President Obama likes to say his campaign is about building up the middle class, but his signature initiative in office — ObamaCare — will pile thousands of dollars in new taxes and higher health costs on top of America’s middle class.
How so? Through redistribution, of course. The president has made no secret of his fondness for using the government’s tax and spending powers to spread our diminished wealth around from one group of Americans to another. And ObamaCare is nothing if not a massive redistribution machine. It places huge new financial burdens on some Americans — primarily those who already have health insurance, including the vast majority of middle-class families — in order to extend new federal entitlement commitments to other households, primarily the uninsured.
In broad terms, the amount of redistribution is easily ascertained form the aggregate expenditures and taxes contained in ObamaCare. According to the Congressional Budget Office (CBO), in 2020, ObamaCare will spend $229 billion on a Medicaid expansion and a new subsidy program for health insurance. These expenditures will primarily benefit 29 million people newly enrolled in Medicaid and the insurance subsidy program. That works out to nearly $8,000 for every newly insured American, or about $21,000 per newly insured household.
Much of the rest of the legislation is devoted to extracting these resources from everyone else in the country — about 290 million people — who won’t benefit from the new spending programs, and doing so in way that obscures what’s taking place. For these Americans who already have insurance, the law contains nothing but new financial burdens, in the form of higher taxes, higher premiums for their existing plans, and lower benefits, particularly for those on Medicare.

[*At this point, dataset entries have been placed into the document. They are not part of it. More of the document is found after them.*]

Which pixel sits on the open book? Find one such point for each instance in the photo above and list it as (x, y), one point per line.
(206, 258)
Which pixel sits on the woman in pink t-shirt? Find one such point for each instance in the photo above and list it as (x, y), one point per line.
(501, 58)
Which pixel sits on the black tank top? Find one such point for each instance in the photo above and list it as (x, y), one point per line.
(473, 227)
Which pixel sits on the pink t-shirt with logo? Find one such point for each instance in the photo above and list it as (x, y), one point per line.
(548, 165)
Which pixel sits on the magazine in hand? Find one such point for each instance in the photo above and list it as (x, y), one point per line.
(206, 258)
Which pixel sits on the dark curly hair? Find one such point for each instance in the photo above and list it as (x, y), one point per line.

The sum total of the new taxes and Medicare and Medicaid cuts is about $278 billion in 2020. That’s nearly $1,000 in costs on average for most of the country, or $2,500 per household.
ObamaCare’s apologists say that these costs will primarily affect the rich, but that is not true. ObamaCare’s taxes and benefit cuts will directly increase burdens on middle class families. Among the most burdensome provisions are the following.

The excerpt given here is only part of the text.